Is it even possible to overcome biases so ingrained that we’re seldom aware of them?
It’s hard to change people, but we can change processes and systems. And the tech industry needs wholesale structural change, from hiring and board representation to capital flows.
But we should be hopeful. There are many impressive behavioral design tools popping up to help curb biased decision-making and behaviors. Awareness of your unconscious biases is an important first step. But as anyone who’s made a New Years’ resolution knows, there’s an intention-action gap. We need to make it easier for people—and businesses—to live up to their virtuous intentions. Whether that’s using tools to remove gendered language in job descriptions, implementing hiring tools like Applied, or completely changing the way we do performance reviews.
Setting targets for diversity and inclusion, and measuring against them just as you would with any other business success metric is critical. Establish data baselines, as well as regular intervals for collecting and reviewing data, then use these figures to drive smarter business decision making. Investing in tools and resources to extend the employee tenure of women in your business, prevent them dropping off after periods of absence, and encourage them to return to work will reduce the resources required for searching, hiring, training and replacing staff that leave due to inadequate support.
In VC and investment decisions, it’s about intentionally widening your network to diversify your deal flow, making sure your LPs and your team look like the people you want to attract and fund, setting targets and, most-importantly, focusing on data. Too many investment decisions are based on a gut feel, which, at the end of the day, is biased decision-making.
What’s one concrete action leaders in business could take right now?
I’ll give you two. First, put your money where your mouth is and invest in women. Evaluate your procurement processes to establish a baseline dataset on how your company brings in suppliers. Stipulating that even 10 percent of your company’s suppliers must be women-founded businesses or adhere to diversity practices your company values (a gender-equal board, for example) could have an immense impact. A number of leading companies have stepped up, making financial commitments to support women entrepreneurs along these lines, including Walmart and Microsoft.
Secondly, work from the inside out to equalize parental leave in your organization. Normalize men taking just as much time off as women, and stop calling it maternity leave. A 2018 Harvard Business Review article cites the sliding scale of issues new mothers in high-income countries encounter the longer they are away from paid work: their probability of promotion decreases; they are less likely to move into management or receive a pay raise once their leave is over. New mothers are also at greater risk of being fired or demoted. Women who take longer leave are often unfairly judged to be less committed to their jobs than those that choose not to have children or take less time away from the workplace when they do. This is at odds with a key motivation for parental leave legislation: enabling women to pursue motherhood without sacrifice to their career success.

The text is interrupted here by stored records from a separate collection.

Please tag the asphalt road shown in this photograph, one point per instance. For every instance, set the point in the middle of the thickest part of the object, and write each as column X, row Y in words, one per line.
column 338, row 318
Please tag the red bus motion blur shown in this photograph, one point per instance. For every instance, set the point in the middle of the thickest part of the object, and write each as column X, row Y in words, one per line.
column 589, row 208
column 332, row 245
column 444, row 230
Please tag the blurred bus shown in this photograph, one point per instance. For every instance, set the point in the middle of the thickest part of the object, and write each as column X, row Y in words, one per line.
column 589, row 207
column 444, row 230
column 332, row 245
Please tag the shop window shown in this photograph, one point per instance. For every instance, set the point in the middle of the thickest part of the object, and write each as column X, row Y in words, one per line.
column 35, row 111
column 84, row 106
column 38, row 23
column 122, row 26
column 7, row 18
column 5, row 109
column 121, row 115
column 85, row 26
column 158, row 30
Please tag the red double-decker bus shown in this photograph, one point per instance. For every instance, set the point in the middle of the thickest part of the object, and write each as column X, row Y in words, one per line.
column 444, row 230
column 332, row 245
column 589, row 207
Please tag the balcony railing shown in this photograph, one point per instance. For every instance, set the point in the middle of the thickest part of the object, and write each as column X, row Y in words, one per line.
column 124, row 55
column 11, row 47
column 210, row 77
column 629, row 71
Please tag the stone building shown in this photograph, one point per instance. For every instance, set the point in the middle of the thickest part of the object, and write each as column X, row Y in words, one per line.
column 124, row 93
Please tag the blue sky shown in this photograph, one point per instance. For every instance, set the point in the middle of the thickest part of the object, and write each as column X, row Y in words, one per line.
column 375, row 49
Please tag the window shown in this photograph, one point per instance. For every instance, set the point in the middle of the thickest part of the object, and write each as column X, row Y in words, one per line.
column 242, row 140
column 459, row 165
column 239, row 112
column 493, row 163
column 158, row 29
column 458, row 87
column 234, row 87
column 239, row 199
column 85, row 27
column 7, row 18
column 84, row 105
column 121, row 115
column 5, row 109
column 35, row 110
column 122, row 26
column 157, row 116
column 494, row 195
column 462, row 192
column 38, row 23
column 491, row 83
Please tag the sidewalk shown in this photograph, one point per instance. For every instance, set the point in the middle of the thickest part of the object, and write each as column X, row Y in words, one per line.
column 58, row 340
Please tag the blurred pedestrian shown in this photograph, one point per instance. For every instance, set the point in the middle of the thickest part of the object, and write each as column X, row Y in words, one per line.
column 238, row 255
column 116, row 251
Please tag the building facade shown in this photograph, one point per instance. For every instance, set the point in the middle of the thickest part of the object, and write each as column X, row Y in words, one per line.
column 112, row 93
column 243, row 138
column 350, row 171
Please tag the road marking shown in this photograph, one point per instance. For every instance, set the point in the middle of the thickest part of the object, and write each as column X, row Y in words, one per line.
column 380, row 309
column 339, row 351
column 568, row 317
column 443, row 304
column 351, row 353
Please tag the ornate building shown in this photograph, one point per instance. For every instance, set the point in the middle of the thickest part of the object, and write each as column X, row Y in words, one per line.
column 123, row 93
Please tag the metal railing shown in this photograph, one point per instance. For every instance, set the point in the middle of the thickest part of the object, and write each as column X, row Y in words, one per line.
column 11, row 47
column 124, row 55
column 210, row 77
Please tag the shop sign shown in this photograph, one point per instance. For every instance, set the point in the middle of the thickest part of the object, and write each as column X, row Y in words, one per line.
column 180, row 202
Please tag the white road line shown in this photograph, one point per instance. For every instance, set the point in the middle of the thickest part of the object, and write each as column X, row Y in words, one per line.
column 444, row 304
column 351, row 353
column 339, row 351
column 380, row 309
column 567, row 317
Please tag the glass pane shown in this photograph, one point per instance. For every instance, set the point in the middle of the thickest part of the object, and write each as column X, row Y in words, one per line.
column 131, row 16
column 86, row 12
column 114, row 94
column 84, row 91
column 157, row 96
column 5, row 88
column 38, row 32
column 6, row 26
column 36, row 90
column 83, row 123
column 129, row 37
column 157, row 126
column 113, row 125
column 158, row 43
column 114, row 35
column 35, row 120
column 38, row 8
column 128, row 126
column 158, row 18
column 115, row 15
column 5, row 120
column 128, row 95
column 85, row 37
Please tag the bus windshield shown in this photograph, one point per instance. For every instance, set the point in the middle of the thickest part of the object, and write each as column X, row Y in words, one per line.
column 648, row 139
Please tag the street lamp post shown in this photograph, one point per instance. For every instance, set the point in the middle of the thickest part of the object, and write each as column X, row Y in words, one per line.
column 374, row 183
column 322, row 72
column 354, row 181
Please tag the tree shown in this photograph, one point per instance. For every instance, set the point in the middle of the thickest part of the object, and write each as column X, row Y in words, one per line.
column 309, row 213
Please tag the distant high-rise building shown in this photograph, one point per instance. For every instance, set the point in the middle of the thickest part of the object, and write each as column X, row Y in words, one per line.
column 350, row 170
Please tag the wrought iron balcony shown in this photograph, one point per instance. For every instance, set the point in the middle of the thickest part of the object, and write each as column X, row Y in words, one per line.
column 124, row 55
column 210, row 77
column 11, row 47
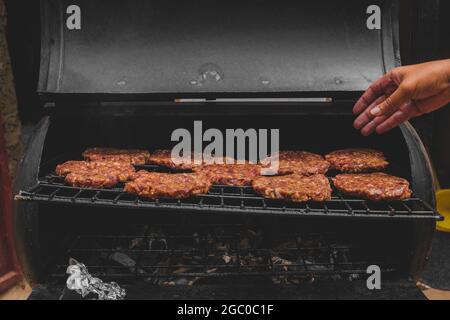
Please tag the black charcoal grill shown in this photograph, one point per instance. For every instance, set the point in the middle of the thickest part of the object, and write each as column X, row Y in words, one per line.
column 136, row 71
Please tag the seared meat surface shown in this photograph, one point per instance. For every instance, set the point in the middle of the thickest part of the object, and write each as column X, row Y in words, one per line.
column 230, row 174
column 294, row 187
column 357, row 160
column 156, row 185
column 298, row 162
column 133, row 156
column 373, row 186
column 95, row 174
column 164, row 158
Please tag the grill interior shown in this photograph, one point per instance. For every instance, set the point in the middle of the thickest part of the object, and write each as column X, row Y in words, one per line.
column 229, row 199
column 169, row 255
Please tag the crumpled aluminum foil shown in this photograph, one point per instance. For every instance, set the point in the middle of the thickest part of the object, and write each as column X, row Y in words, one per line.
column 83, row 283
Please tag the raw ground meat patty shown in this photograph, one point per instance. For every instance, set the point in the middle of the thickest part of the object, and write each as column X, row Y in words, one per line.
column 230, row 174
column 164, row 158
column 373, row 186
column 133, row 156
column 294, row 187
column 156, row 185
column 357, row 160
column 299, row 162
column 95, row 174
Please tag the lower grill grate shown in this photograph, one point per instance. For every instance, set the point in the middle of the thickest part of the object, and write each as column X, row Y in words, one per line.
column 228, row 199
column 171, row 255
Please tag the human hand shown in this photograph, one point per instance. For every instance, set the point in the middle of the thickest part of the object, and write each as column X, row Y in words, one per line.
column 402, row 94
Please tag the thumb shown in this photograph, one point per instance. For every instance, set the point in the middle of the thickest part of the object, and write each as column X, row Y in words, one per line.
column 400, row 96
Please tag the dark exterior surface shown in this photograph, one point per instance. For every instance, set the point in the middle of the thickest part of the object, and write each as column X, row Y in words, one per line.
column 166, row 50
column 395, row 290
column 9, row 267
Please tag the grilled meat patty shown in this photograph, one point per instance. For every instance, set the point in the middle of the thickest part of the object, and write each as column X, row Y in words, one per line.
column 164, row 158
column 296, row 188
column 373, row 186
column 357, row 160
column 299, row 162
column 156, row 185
column 95, row 174
column 133, row 156
column 231, row 174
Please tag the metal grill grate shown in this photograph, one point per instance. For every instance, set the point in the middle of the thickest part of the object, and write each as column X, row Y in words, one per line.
column 173, row 255
column 228, row 199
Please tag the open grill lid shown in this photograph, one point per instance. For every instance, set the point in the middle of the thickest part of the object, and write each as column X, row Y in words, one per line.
column 168, row 49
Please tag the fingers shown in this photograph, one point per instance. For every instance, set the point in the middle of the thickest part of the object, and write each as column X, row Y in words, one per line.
column 393, row 121
column 383, row 86
column 366, row 117
column 400, row 96
column 370, row 128
column 383, row 124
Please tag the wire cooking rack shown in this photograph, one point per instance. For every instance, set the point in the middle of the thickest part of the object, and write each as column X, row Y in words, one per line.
column 227, row 199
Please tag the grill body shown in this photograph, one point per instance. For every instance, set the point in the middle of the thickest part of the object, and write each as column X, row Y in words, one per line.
column 130, row 83
column 55, row 222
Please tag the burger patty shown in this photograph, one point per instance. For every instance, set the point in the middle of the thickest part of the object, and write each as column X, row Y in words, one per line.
column 230, row 174
column 164, row 158
column 156, row 185
column 294, row 187
column 95, row 174
column 357, row 160
column 299, row 162
column 373, row 186
column 133, row 156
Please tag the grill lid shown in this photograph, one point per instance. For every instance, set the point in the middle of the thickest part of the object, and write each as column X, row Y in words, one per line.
column 168, row 49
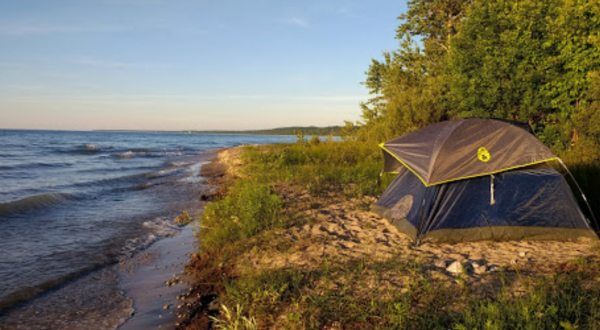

The Institute of Fiscal Studies estimates that by the time a woman’s first child is 12 years old, her hourly pay rate is 33 percent less than that of a man with the same experience. Extrapolate that impact for additional children and consider that setback in the context of a childcare system that is prohibitively expensive for many families and a job market where part-time work is hard to come by or undervalued. The combined lack of incentive to return to the workforce after leave means employers are missing out on a wealth of talent.
Are you optimistic that COVID-19 will inspire that sort of re-thinking—that it will be a “great leveler”?
We know that one of the single biggest things we can do for women in the workplace is normalizing flexible working, and of course that’s now happened for a lot of women in office roles. We have lots CEOs telling us they never thought this kind of flexibility was possible before, and now they’re realizing it is. That’s promising.
But we need to make sure that we fundamentally change the rules of work to make them work for women. It’s great that women can work from home, but it’s not necessarily a solution if they still aren’t in the key meetings, if they’re burdened with caring responsibilities, if they’re being left behind.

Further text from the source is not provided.